Voting 5-0, FCC commissioners denied broadcasters’ desire for a governmental requirement that cablers carry both analog and digital signals that broadcasters are capable of sending during the transition period.
The agency then followed with a 4-1 vote, with Republican commissioner Kevin J. Martin dissenting, to reject broadcasters’ request that the agency force cablers to carry multiple digital channels (multicasting) that broadcasters can transmit.
Both issues had originally appeared before the commission in 2001, when the agency first denied each. Thursday’s votes were a response to broadcasters’ appeal for reconsideration.
The National Assn. of Broadcasters, which led the move for reconsideration, pledged to fight the FCC’s final decisions by going to Congress as well as court.
Multicasting has been the more contentious of the two issues. Broadcasters maintain that in order to be competitive in the digital TV age, cablers must carry all channels that broadcasters could transmit in a digital stream. Cablers didn’t want to make room for as many as six channels that a single broadcaster in any market could send.
Only ‘primary’ channels
In what has been referred to as the “must-carry” statute, Congress decided that cablers would only be required to carry a broadcaster’s “primary” channel, which the FCC interpreted in 2001 to mean only one channel. The Supreme Court narrowly upheld the must-carry statute 5-4.
FCC chairman Michael Powell, acknowledging the ambiguity of the statute surrounding the word “primary,” said the agency was forced to err on the side of caution.
“When interpreting a statute that is susceptible to different interpretations, the commission is admonished to read it in a manner that best avoids raising serious constitutional issues,” he said. “Must-carry unquestionably imposes a First Amendment burden on cable providers,” he added. “I believe reading the statute now as expansively as broadcasters urge would likely wither before a First Amendment challenge. At a minimum, a serious constitutional question would be raised.”
Tied to 1996 act
Congress theoretically could clarify the statute when it takes up revision of the 1996 Telecommunications Act, which in turn could raise the possibility of a new or revised FCC ruling, if the clarification were to favor broadcasters’ broad interpretation of “primary.”
Justifying her vote, Commissioner Kathleen Q. Abernathy echoed Powell on possible constitutional implications. “To justify the considerable restrictions on cable operators’ First Amendment freedoms entailed by a multicasting requirement,” she said, there would have to be substantial evidence “that multicasting is necessary to prevent a substantial number of broadcast stations from suffering significant financial hardship. The record simply does not support such a conclusion.”

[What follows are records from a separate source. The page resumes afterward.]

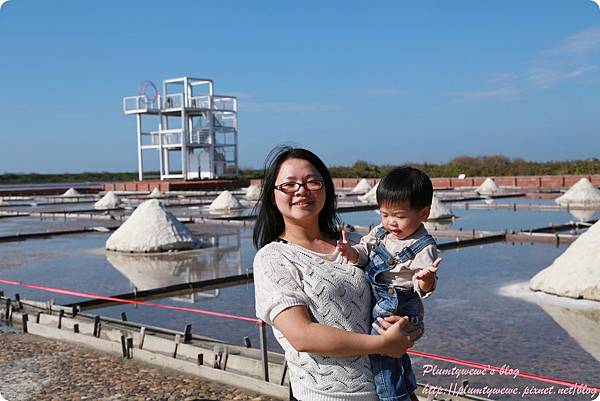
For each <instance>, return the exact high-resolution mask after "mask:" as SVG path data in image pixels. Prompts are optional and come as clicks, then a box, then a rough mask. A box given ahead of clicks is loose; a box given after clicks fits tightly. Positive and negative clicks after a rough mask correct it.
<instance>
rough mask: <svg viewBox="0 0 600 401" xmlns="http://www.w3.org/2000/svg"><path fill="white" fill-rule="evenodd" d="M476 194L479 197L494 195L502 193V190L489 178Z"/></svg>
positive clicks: (477, 190)
mask: <svg viewBox="0 0 600 401" xmlns="http://www.w3.org/2000/svg"><path fill="white" fill-rule="evenodd" d="M475 192H477V193H478V194H479V195H494V194H496V193H498V192H500V188H498V185H496V182H495V181H494V180H493V179H492V178H490V177H488V178H486V179H485V181H484V182H483V183H482V184H481V185H480V186H479V187H477V189H476V190H475Z"/></svg>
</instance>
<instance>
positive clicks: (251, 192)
mask: <svg viewBox="0 0 600 401" xmlns="http://www.w3.org/2000/svg"><path fill="white" fill-rule="evenodd" d="M259 198H260V187H259V186H258V185H250V186H249V187H248V188H246V200H249V201H257V200H258V199H259Z"/></svg>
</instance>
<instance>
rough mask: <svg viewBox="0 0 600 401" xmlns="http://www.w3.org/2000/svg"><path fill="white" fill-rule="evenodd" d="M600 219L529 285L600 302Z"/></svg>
mask: <svg viewBox="0 0 600 401" xmlns="http://www.w3.org/2000/svg"><path fill="white" fill-rule="evenodd" d="M599 261H600V222H596V224H594V225H593V226H591V227H590V228H589V229H588V230H587V231H586V232H585V233H583V234H581V235H580V236H579V238H578V239H577V240H576V241H575V242H573V243H572V244H571V246H569V247H568V248H567V250H566V251H565V252H563V253H562V255H560V256H559V257H558V258H556V259H555V260H554V262H553V263H552V264H551V265H550V266H549V267H547V268H545V269H544V270H542V271H541V272H539V273H538V274H536V275H535V276H533V278H532V279H531V280H530V282H529V288H531V289H532V290H534V291H543V292H546V293H549V294H555V295H560V296H563V297H571V298H585V299H590V300H594V301H600V262H599Z"/></svg>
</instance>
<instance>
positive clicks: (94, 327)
mask: <svg viewBox="0 0 600 401" xmlns="http://www.w3.org/2000/svg"><path fill="white" fill-rule="evenodd" d="M94 337H100V316H96V317H95V318H94Z"/></svg>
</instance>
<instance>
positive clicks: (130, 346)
mask: <svg viewBox="0 0 600 401" xmlns="http://www.w3.org/2000/svg"><path fill="white" fill-rule="evenodd" d="M131 358H133V338H132V337H129V338H127V359H131Z"/></svg>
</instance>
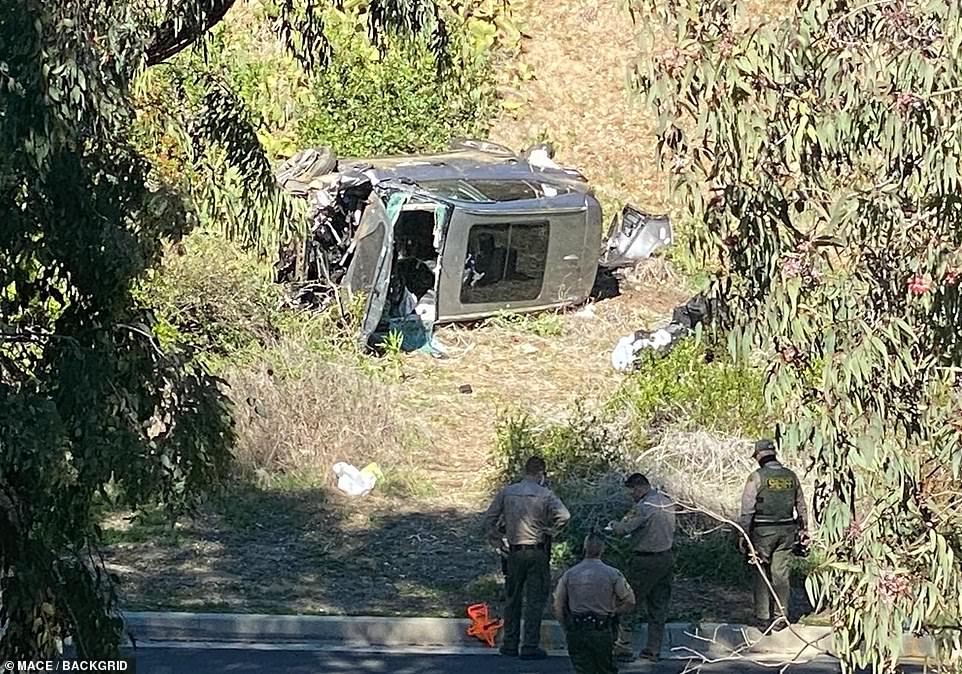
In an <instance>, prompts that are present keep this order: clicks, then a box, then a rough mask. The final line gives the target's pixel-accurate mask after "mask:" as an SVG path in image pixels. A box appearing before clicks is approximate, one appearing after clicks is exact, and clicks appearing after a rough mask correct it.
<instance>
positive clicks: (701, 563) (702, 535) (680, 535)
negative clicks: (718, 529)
mask: <svg viewBox="0 0 962 674" xmlns="http://www.w3.org/2000/svg"><path fill="white" fill-rule="evenodd" d="M675 571H676V573H677V574H678V575H679V576H683V577H685V578H693V579H699V580H707V581H711V582H713V583H715V584H717V585H722V586H725V587H747V586H748V584H749V583H750V581H751V573H750V571H751V568H750V567H749V566H748V564H747V562H746V561H745V557H744V556H743V555H742V554H741V553H740V552H739V551H738V548H737V547H736V545H735V542H734V540H733V538H732V536H730V535H728V533H727V532H721V531H717V532H712V533H708V534H701V535H698V534H694V535H689V536H681V535H679V536H676V537H675Z"/></svg>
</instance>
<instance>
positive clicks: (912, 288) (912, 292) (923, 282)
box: [908, 274, 932, 295]
mask: <svg viewBox="0 0 962 674" xmlns="http://www.w3.org/2000/svg"><path fill="white" fill-rule="evenodd" d="M908 285H909V292H910V293H912V294H913V295H924V294H925V293H927V292H928V291H929V290H931V289H932V284H931V283H930V282H929V280H928V279H927V278H925V277H924V276H923V275H922V274H916V275H915V276H913V277H912V278H910V279H909V284H908Z"/></svg>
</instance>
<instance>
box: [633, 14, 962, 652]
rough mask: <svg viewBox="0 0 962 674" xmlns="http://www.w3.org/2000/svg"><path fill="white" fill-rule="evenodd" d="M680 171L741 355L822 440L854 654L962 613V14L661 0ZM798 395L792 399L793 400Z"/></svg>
mask: <svg viewBox="0 0 962 674" xmlns="http://www.w3.org/2000/svg"><path fill="white" fill-rule="evenodd" d="M634 10H635V12H636V17H637V18H638V23H639V25H641V26H644V29H645V32H646V41H647V45H646V46H647V53H648V54H649V55H650V58H649V59H648V60H646V62H645V63H644V64H643V65H641V66H639V68H638V78H639V79H638V82H639V84H640V86H641V88H642V90H643V91H644V93H645V94H646V96H647V98H648V100H649V102H650V103H651V104H652V105H653V106H654V109H655V110H656V111H657V114H658V141H659V149H660V151H661V157H662V160H663V162H664V165H665V167H666V168H667V169H669V170H670V172H671V182H672V186H673V189H674V190H675V194H676V196H677V198H678V203H679V205H682V206H683V207H684V208H685V209H686V211H687V215H688V216H689V217H690V219H691V221H692V223H693V227H695V229H696V233H695V236H694V237H693V243H692V247H693V252H694V253H695V254H696V255H698V256H699V257H700V258H701V259H702V260H703V261H704V263H705V264H706V265H707V266H708V268H709V269H710V270H711V271H712V272H713V273H714V274H715V281H714V283H713V288H712V293H713V295H714V296H715V297H717V298H718V299H719V300H721V302H722V303H723V305H724V307H725V309H726V311H725V312H724V318H723V320H722V324H721V326H720V327H721V328H723V329H724V330H726V331H727V332H728V334H729V345H730V348H731V350H732V352H733V354H735V355H738V356H742V357H744V356H746V355H747V354H748V353H749V352H753V353H754V354H755V356H756V357H757V356H759V354H761V357H762V358H765V359H767V366H768V370H767V371H768V377H767V381H766V385H765V395H766V397H767V399H768V401H769V403H770V404H771V405H772V406H773V407H774V408H777V409H784V410H786V413H785V416H784V418H783V420H782V422H781V424H780V426H779V436H780V437H779V441H780V443H781V445H782V446H783V448H785V449H786V450H789V451H799V452H804V453H806V454H807V455H809V456H810V457H811V466H810V468H811V470H812V471H813V472H814V475H815V478H816V480H817V484H818V489H817V492H816V494H815V503H814V506H815V514H816V520H817V522H818V535H817V539H818V544H819V546H820V548H821V549H822V551H823V552H824V560H825V561H824V563H823V564H821V565H820V566H819V567H818V568H817V569H816V570H815V572H814V573H813V574H812V575H811V577H810V578H809V580H808V589H809V592H810V594H811V595H812V596H813V598H814V599H815V600H816V601H817V604H818V608H819V609H824V610H827V611H828V612H830V614H831V616H832V619H833V621H834V625H835V627H836V632H835V634H836V646H837V647H838V649H839V651H840V653H842V655H843V658H844V664H845V666H846V667H847V668H849V669H851V668H852V667H854V666H862V665H867V664H870V663H871V664H875V665H878V666H882V667H884V668H886V669H892V668H894V666H895V662H896V661H897V659H898V657H899V654H900V649H901V636H902V631H903V627H905V628H907V629H908V630H909V631H911V632H915V633H924V634H933V635H935V636H936V637H937V638H938V639H939V642H940V644H941V645H942V646H943V647H944V648H945V649H951V648H953V647H954V648H956V649H958V647H959V636H960V631H959V626H960V624H962V617H960V607H962V565H960V562H959V560H960V556H962V445H960V432H962V391H960V386H962V378H960V376H959V366H960V365H962V330H960V327H962V304H960V294H959V285H960V279H962V201H960V184H959V175H960V174H959V168H960V155H962V61H960V60H959V58H958V54H959V53H960V48H962V21H960V19H962V17H960V6H959V4H958V3H957V2H954V1H951V0H874V1H872V2H847V1H843V0H800V1H799V2H798V3H797V5H792V6H789V7H786V8H785V9H784V11H783V12H782V17H781V18H780V19H779V20H776V21H770V22H767V23H760V22H757V21H756V22H754V24H755V25H753V21H752V19H753V17H752V16H751V15H750V14H749V13H748V11H747V8H746V6H745V5H744V4H743V3H740V2H730V1H729V0H698V1H689V0H657V1H654V0H652V1H650V2H649V1H648V0H640V1H639V2H637V3H636V6H635V8H634ZM786 403H791V404H786Z"/></svg>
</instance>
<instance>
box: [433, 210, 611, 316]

The commission’s two Democrats, Michael Copps and Jonathan Adelstein, also voted no on multicasting, but with reservations. Both criticized the agency for not having examined and weighed the public interest obligations of digital broadcasts.
“This commission still has not provided the American people with a clear idea as to how broadcasters’ enhanced digital spectrum is going to improve our viewing experience,” Copps said. “We have a record of inaction that will go down, I believe, as the commission’s major failing in its efforts to move the digital transition forward.”
‘Ready, fire, aim’
The commission promised to take up public interest obligations later this year — prompting Copps to describe Thursday’s vote as a case of “Ready, fire, aim!”
Martin said his vote, representing a desire for the FCC to indeed reconsider and order cablers to carry multicasts, was based on concern for independent operators.
“This decision will have the most adverse impact on small, independent, religious, family-friendly and minority broadcasters,” he said. “Network stations and most large-market broadcast affiliates are likely to get their signals carried through retransmission consent; must-carry was never about these large broadcasters. Must-carry was designed for these smaller broadcasters that in the past have been unable to negotiate with larger cable operators.”
NAB prexy Edward O. Fritts released a statement saying, “In Washington, there are no final victories and no final defeats.” The NAB, he said, will work to overturn the decision in both the courts and in Congress. “We look forward to the fight, because consumers deserve more. And broadcasters will continue to serve our communities, because that is what local stations do best.”
National Cable and Telecommunications Assn. topper Robert Sachs said in his statement, “Today’s decision is a major victory for consumers because it ensures that the marketplace, not government, will determine which programs local cable systems carry, ensuring greater consumer choice and more diverse and better quality programming.”
NCTA recently announced a deal with public television stations, allowing them to transmit as many as four channels on a cabler’s system. Several commissioners cited the deal as evidence that voluntary negotiations, and not governmental requirements or regulations, are perhaps the best solution to the must-carry debate.